I know someone will say it, but why not a small motorbike? And this is not an anti e-bike sentiment, but a time/cost thing. I think EVs are great, but no one (here) will buy one if they can't charge at home. At some point in the wilderness needing a decent amount of electricity is probably a downside of the direction we are going.

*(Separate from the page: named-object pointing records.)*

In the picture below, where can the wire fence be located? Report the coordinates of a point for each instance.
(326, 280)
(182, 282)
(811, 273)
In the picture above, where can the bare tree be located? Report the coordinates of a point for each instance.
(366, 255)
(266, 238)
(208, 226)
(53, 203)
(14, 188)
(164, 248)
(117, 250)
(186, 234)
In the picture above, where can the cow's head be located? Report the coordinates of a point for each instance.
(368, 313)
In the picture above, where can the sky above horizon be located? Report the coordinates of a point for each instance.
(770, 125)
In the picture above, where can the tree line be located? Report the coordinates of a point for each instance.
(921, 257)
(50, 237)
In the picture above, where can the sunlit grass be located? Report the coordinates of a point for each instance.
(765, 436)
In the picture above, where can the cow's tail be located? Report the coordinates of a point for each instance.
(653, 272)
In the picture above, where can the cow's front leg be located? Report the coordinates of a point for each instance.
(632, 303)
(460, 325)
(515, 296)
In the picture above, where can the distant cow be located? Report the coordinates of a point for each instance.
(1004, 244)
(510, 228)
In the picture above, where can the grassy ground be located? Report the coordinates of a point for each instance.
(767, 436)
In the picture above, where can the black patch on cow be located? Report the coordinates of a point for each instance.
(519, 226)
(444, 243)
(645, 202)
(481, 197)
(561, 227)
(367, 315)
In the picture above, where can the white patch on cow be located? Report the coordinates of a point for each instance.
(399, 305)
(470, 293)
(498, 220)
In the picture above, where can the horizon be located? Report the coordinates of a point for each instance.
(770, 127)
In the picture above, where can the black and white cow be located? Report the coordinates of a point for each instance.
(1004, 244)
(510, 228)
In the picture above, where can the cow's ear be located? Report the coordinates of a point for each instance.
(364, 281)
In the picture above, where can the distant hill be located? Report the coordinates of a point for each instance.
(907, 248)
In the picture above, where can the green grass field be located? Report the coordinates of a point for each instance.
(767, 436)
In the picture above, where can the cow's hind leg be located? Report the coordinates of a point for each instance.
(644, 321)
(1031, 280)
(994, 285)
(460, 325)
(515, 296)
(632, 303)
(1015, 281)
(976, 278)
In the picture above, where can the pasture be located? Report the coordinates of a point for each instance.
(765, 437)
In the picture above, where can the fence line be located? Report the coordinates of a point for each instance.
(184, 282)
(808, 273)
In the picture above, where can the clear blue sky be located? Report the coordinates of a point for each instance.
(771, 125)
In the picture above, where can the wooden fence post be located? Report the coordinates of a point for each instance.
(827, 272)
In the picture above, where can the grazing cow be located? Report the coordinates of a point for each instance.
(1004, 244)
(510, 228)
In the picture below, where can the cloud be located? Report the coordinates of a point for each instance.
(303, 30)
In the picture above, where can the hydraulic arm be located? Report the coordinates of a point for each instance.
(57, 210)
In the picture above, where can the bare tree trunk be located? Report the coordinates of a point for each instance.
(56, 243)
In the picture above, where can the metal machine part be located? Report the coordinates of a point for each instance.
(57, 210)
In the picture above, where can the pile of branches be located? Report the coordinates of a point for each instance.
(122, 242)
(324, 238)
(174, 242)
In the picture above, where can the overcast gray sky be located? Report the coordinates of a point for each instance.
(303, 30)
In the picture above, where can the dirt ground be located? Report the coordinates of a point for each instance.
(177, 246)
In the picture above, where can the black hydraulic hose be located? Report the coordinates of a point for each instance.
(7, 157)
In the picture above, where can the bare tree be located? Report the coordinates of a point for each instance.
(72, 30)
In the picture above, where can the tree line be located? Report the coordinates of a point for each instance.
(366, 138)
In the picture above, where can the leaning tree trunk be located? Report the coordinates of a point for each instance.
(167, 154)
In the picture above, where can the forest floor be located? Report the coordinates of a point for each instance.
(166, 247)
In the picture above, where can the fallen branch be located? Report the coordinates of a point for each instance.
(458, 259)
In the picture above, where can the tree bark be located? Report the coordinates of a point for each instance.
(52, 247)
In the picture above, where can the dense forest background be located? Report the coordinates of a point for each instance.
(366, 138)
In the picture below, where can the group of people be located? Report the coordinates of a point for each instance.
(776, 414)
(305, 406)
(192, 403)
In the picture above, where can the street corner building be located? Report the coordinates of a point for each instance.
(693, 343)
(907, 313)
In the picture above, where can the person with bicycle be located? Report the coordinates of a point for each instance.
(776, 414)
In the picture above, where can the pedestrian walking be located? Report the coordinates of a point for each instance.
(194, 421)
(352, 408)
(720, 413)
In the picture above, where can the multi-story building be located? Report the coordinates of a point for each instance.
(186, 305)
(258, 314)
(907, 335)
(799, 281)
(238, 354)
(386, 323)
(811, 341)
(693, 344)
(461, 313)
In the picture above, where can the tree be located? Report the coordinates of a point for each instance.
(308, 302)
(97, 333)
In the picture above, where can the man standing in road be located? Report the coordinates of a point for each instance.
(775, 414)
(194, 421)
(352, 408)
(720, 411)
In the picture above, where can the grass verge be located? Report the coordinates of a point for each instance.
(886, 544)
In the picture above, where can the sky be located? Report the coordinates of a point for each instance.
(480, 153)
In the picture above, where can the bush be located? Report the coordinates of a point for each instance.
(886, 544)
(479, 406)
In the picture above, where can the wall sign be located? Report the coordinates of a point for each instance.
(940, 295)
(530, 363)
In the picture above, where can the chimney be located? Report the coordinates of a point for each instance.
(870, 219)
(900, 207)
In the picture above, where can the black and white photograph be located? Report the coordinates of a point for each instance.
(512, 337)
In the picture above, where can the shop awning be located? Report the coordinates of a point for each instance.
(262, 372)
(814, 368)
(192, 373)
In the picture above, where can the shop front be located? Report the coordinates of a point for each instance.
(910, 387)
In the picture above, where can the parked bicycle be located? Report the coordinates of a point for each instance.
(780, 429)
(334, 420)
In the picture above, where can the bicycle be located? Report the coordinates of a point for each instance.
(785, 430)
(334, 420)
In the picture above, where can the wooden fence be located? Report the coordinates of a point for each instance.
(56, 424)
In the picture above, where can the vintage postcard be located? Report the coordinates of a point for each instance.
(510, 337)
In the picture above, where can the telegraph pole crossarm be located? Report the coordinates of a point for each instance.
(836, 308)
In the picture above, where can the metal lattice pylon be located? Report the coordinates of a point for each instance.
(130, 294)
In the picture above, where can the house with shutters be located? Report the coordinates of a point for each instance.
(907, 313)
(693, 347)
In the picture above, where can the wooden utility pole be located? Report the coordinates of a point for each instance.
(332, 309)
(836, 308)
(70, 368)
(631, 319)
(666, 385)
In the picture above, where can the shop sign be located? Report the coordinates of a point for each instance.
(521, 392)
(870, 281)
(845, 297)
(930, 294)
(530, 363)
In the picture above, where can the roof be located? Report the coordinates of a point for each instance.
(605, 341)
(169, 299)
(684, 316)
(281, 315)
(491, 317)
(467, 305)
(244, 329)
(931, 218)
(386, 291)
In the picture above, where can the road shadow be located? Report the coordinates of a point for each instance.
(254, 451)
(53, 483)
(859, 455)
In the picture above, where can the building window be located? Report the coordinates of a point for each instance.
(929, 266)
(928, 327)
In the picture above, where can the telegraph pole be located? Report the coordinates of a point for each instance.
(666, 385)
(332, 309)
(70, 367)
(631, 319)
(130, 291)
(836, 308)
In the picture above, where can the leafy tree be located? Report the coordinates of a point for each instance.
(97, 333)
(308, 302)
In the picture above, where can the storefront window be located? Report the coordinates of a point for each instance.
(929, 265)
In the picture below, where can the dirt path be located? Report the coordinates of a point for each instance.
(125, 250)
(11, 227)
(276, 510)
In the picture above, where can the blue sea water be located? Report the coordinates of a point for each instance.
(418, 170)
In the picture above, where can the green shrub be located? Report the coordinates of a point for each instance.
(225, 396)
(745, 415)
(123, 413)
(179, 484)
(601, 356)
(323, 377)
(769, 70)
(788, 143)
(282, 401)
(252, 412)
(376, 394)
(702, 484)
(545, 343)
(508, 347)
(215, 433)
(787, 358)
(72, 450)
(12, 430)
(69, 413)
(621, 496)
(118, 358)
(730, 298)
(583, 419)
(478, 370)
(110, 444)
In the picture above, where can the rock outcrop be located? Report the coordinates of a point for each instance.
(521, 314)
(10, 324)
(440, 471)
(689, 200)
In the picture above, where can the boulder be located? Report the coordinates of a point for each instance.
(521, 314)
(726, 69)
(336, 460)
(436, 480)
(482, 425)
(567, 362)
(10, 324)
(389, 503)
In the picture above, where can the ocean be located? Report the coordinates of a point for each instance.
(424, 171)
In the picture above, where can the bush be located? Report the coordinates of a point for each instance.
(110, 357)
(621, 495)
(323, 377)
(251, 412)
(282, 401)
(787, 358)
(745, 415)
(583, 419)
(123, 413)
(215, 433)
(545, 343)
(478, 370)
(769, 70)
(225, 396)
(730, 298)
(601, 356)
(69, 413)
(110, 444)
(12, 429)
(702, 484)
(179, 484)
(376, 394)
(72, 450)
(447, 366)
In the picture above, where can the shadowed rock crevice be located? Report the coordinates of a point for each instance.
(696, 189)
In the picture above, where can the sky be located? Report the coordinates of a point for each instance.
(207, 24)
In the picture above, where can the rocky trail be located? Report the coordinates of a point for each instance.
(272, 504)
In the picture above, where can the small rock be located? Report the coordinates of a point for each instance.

If you've been able to drive the vehicle into these places, do these places then have a ban on using a motorbike? Notwithstanding the usual actual moto arguements, a CRF150 for example is still considerably heavier than any e-bike, can't just lift onto a rack, isn't silent, and it is well, a motorbike. But surely at some point you either spend absolutely heaps on keeping the e-bike charged, or just go without it?


----------



## Jayem (Jul 16, 2005)

Just charge at a charging tree.


----------



## RM Rilke (5 mo ago)

A good lithium power station like a goal zero yeti works great for me. Folding panels are not that expensive on Amazon. I have a yeti 1000x with 2 100 watt Rock bros folding and a 180 watt solid on my camper roof. Having a refrigerator box at camp instead of ice and a cooler is worth it’s weight in gold. I will never use a cooler again. You can run a fan, lights, sound, charge devices, even an electric hot water/shower set up if you know what you are doing. I run a microwave in my four wheel camper. No problem. Camping with a power station is great. Fossil fuels suck. As a bonus, you can charge an ebike battery. You can even run/charge stuff at the house in a power outage, or just use free electrons from the panels all the time for stuff. You don’t need anything crazy for just a battery. They charge so slowly it wouldn’t take much.


----------



## TooTallUK (Jul 5, 2005)

Buy more additional batteries. Buy some decent solar panels. Put it all together. You have a flexible and adaptable system that works for the bike, the camper, or both depending on your requirements.


----------



## chiefsilverback (Dec 20, 2019)

Jayem said:


> Just charge at a charging tree.
> 
> View attachment 2002733


Does that work all the time, or only when the sap is running?


----------



## pdqmach26 (Jul 24, 2011)

telemike said:


> I camp regularly two or three nights in a row in a 4 wheel pop top camper. We generally camp dispersed - outside of campgrounds and almost never in commercial campgrounds. To get in three or four rides, I need to be able to charge the battery for the bike each niight. I have a Giant etrance - the charger draws 4 amps at 120 volts. Using the truck to charge the battery or the camper electrical system with an inverter would require a huge inverter. 4 amps at 120 V requires at least 40 amps at 12V or number 10 or 8 wires - very heavy wires and a load the trucks electrical system will not handle. Using solar panels would require at least 5 @ 100 watt panels under ideal conditions, again impractical.
> 
> My solution to date is the run my honda EU 1000 generator for hours at a time and put up with the fumes and noise for those hours. I'm also going to buy an extra battery to get two days of charge.
> 
> Anyone have any ideas?


I think your calculations are incorrect. No way would you need 500 watts of solar. One 100 watt panel should charge your batteries. 4WC usually puts 2 90amphour batteries w/ a 2000 watt inverter in the rig. This will be plenty to charge your ebike. Get a Victron controller and a 100 watt panel to keep the entire system topped off. If you need more info, go to wanderthewest.com.


----------



## chiefsilverback (Dec 20, 2019)

pdqmach26 said:


> I think your calculations are incorrect. No way would you need 500 watts of solar. One 100 watt panel should charge your batteries. 4WC usually puts 2 90amphour batteries w/ a 2000 watt inverter in the rig. This will be plenty to charge your ebike. Get a Victron controller and a 100 watt panel to keep the entire system topped off. If you need more info, go to wanderthewest.com.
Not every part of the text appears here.